Hillsborough TV drama criticised portrayal `unfair'
A PATHOLOGIST was unfairly portrayed in the award-winning drama- documentary Hillsborough as being unsympathetic to the victims of the football stadium tragedy, the Broadcasting Standards Commission said yesterday.
The commission said the programme, made by Granada, had wrongly suggested that Dr David Slater had not given proper guidance to the coroner's inquest into the 1989 disaster, in which 96 people died.
Dr Slater a key witness, had testified that after people are severely crushed, unconsciousness tends to occur quickly and that victims are not aware of pain or discomfort. The commission said that while the programme's portrayal of Dr Slater was "verbally correct", it had been set against other scenes which implied he had been saying that, in practice, Hillsborough victims had not suffered.
The programme also dramatised Dr Slater talking on the telephone to a police constable, after which the officer changed his evidence to say that a victim had not, as he earlier thought, survived beyond 3.15pm on the day of the tragedy. The revised evidence was vital to the campaign waged by victims' families who objected to the finding that 3.15pm was the latest any of the deaths had occurred. They believe the coroner's decision denied them a full investigation.
The commission said viewers were likely to have formed the erroneous impression that Dr Slater had improperly influenced the constable and his vital evidence.

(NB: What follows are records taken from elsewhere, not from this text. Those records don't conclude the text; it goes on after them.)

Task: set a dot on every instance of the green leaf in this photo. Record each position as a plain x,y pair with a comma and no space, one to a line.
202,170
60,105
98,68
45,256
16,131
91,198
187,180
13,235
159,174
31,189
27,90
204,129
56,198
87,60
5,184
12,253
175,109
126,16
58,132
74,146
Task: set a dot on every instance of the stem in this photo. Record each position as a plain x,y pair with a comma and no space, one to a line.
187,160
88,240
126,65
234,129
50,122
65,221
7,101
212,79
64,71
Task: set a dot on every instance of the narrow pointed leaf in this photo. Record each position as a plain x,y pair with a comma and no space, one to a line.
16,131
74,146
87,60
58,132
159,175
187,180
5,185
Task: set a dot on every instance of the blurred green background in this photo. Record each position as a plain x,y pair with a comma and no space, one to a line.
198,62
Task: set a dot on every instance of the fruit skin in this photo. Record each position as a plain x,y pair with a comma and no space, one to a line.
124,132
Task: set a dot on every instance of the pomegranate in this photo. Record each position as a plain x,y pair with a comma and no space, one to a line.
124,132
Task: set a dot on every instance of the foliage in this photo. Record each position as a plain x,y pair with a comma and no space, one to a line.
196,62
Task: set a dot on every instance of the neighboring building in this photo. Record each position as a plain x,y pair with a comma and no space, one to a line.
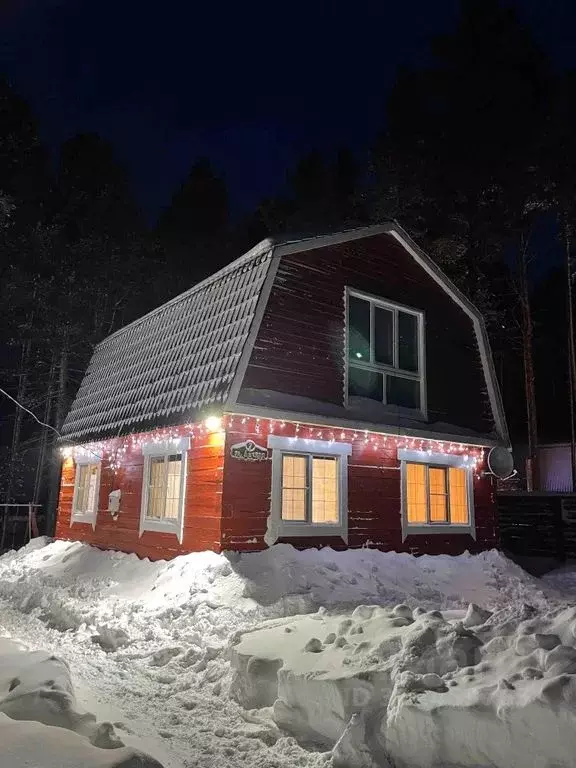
555,467
335,390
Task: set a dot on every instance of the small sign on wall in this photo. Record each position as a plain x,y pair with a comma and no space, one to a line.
248,451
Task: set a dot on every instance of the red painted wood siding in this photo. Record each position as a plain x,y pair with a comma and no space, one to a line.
202,512
374,517
300,346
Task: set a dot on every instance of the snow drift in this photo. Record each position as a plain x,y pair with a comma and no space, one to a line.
284,658
41,723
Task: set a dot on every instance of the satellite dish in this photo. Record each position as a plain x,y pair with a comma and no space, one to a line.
501,463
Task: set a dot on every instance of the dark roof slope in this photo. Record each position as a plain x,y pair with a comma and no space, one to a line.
192,352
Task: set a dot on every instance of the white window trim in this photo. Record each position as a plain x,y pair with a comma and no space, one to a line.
156,449
442,460
90,516
394,307
277,527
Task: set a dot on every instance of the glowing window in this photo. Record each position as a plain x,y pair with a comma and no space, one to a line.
164,485
436,495
86,489
310,488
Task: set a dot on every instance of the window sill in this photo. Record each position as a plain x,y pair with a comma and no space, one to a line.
427,530
284,530
78,518
162,526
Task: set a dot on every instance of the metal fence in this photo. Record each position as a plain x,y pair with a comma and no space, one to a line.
538,524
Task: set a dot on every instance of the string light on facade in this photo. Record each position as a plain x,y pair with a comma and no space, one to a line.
114,452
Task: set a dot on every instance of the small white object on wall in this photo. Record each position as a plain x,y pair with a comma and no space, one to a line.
114,502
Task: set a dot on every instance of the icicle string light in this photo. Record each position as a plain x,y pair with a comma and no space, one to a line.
115,450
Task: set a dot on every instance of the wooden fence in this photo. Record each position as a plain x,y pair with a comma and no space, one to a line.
538,524
18,524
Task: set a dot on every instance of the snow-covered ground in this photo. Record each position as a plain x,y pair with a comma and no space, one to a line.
282,658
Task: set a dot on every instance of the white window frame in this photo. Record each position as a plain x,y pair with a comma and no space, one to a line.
90,516
160,450
393,370
431,459
294,446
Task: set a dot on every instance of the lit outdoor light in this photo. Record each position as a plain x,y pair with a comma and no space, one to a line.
213,423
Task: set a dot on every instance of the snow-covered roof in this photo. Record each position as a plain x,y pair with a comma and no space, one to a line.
175,360
193,351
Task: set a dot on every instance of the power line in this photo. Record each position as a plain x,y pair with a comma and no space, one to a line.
23,407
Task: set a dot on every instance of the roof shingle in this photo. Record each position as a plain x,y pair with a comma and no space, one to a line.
177,359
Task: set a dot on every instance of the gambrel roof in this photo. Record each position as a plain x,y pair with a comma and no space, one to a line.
191,353
174,360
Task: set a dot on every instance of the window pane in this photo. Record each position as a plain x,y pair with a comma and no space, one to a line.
294,487
383,336
458,496
438,495
407,341
416,493
363,383
156,487
82,487
404,392
174,474
325,490
91,500
358,329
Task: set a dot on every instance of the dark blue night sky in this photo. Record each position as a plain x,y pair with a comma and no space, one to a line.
251,85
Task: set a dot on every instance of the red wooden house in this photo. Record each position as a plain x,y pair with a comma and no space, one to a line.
334,390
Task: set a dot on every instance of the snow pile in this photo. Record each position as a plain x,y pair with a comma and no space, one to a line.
342,649
420,688
41,724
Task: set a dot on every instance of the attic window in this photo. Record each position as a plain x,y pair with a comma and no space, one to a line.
385,352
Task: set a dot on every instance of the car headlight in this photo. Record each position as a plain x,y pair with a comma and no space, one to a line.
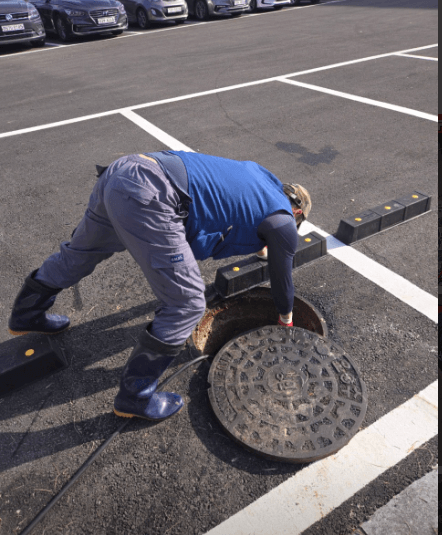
33,13
74,13
121,8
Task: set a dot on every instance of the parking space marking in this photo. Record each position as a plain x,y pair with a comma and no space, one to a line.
205,93
364,100
428,58
154,131
383,277
324,485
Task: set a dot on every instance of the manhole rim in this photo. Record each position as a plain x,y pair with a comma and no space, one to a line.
254,292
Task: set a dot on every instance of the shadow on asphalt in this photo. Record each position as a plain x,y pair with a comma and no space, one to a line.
94,341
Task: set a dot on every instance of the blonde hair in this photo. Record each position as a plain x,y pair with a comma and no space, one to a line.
300,198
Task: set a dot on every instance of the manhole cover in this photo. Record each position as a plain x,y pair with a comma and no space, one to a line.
287,394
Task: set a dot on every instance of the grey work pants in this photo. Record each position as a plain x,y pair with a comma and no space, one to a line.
133,206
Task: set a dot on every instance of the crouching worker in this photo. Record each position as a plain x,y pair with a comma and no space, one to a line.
169,209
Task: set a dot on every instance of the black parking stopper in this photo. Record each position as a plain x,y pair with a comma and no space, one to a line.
415,203
310,247
239,276
27,359
391,213
358,226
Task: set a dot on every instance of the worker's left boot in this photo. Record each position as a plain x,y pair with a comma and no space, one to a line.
29,309
150,358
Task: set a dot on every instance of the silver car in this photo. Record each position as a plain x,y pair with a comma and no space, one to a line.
146,12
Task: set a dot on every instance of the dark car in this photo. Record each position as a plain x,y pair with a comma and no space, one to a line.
205,9
20,23
69,18
148,12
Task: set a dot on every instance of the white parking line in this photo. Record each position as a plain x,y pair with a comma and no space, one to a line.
199,94
383,277
386,279
364,100
315,491
417,57
155,132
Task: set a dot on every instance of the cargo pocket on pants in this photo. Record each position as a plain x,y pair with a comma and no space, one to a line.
175,276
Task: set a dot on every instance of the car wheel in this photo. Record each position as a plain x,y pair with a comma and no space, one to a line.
201,10
38,42
63,31
142,18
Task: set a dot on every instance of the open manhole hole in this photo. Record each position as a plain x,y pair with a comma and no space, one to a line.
255,308
287,394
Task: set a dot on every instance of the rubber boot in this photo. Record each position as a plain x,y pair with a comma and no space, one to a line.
150,358
29,310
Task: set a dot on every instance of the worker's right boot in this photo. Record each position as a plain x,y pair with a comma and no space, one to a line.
150,358
29,309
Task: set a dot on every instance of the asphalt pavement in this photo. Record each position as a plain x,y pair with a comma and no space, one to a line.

However, the commission also said that overall, "this was an important programme of high quality which had been extensively researched". Granada said yesterday it stood by the programme and that the finding did nothing to undermine it.
The programme had questioned whether deaths could have been avoided if the police had acted differently. The commission said yesterday it had not received any complaints from the police portrayed.